Yes, yes. The law applies to “employment contracts entered into, amended or renewed on January 1, 2020 or after January 1, 2020.” (Added highlight.) This means that existing agreements should remain applicable under existing legislation. Remarkable, as designed, the statue does not define “extended”; We therefore expect to meet the challenges of an arbitration agreement that will be extended from 2019 to January 1, 2020. AB 1715, if the governor signed it, would probably be repressed under the previous FAA and United States Supreme Court. As noted above, the FAA anticipates all state laws inconsistent with the FAA`s goal of promoting arbitration. In Doctor`s Associates, Inc. Casarotto and Circuit City Stores v. Adams, the U.S. Supreme Court ruled that state courts do not invalidate arbitration agreements under state laws that apply only to the provisions of arbitration. AB 1715 is certainly a state law that applies only to arbitration agreements (not contracts in general) and therefore is unlikely to survive a legal challenge. The implementation of a valid arbitration agreement requires two factors to be taken into account. First, the agreement must define the types of rights that can be submitted to arbitration. Second, the agreement must be linked to California`s contractual laws on the formation of a valid and enforceable agreement.
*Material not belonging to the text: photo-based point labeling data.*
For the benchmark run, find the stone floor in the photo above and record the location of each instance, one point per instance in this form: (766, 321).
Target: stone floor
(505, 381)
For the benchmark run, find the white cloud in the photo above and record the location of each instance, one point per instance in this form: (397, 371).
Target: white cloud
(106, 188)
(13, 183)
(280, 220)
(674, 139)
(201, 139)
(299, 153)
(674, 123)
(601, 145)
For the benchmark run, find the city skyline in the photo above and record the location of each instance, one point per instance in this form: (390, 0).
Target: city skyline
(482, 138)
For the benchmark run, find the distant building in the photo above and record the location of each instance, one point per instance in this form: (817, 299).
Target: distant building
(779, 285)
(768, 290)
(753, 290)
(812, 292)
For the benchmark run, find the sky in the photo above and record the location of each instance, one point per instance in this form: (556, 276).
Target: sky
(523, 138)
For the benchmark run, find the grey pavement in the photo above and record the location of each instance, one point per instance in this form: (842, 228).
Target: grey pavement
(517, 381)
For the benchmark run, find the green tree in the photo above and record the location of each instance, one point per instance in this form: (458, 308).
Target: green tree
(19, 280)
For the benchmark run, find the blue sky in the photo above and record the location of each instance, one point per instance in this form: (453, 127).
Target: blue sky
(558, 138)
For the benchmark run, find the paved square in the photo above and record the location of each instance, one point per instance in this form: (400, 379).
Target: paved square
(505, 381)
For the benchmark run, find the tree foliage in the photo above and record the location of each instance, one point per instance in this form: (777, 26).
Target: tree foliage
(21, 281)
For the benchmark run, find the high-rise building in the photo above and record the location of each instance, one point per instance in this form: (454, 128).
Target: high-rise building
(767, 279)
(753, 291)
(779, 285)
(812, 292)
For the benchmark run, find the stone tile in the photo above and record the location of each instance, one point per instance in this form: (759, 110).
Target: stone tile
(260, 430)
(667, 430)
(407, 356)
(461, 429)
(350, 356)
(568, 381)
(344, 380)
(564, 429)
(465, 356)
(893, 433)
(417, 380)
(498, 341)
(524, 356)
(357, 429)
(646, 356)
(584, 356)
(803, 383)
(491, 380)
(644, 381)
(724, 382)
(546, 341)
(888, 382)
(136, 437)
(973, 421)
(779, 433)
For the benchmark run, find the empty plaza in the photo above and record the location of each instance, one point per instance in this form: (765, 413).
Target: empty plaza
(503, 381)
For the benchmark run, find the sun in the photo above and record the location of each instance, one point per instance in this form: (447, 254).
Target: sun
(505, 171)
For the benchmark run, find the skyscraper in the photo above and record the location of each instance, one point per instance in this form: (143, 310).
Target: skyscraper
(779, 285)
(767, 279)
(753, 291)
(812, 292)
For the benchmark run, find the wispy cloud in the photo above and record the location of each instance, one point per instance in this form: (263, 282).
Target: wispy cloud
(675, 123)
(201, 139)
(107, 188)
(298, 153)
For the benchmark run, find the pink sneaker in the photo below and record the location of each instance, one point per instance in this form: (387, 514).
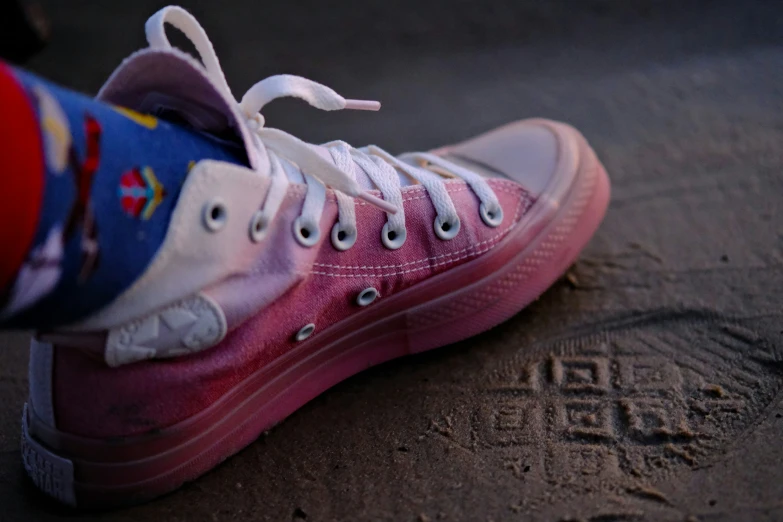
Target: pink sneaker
(270, 287)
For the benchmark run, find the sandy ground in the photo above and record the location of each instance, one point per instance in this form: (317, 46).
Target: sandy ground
(644, 386)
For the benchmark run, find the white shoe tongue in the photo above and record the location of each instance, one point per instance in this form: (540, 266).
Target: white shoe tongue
(362, 178)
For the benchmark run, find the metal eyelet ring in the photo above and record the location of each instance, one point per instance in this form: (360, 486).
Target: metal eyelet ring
(392, 239)
(342, 240)
(258, 224)
(305, 233)
(306, 331)
(366, 296)
(446, 229)
(492, 218)
(215, 215)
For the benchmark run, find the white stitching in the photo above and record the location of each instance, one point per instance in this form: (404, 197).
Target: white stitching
(517, 214)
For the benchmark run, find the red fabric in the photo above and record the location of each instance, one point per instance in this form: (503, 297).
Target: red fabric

No, as long as the law is not anticipated by the FAA. Pending the adoption of AB 51, an employer could require a mandatory reconciliation of legal rights prior to litigation for all persons who have accepted employment. Under AB 51, an employer cannot make arbitration as a condition of employment. Any employer who does so may face rights of retaliation or discrimination under the law. In the fall of 2019, California Governor Gavin Newsom signed AB 51. Legislation prevents companies and organizations from resolving most types of workplace rights through arbitration procedures. The bill is harsh – it even involves the possibility of criminal sanctions for employers who have broken this law. In a subsequent decision, Little v. Auto Stiegler, the Supreme Court extended Armendariz`s common law claims for unlawful dismissal in violation of public order. It is not certain that an agreement to arbitrate other common law rights (for example). B violation of the tacit contract) must comply with Armendariz`s requirements.

Mr. Armendariz also left other issues, such as. B this constitutes a “reasonable” discovery of the costs that an employer may share with the worker and may reserve certain rights to the judgment of a court, such as. B trade secrets breaches. Several appelal courts issued opinions after Armendariz and answered some of these questions.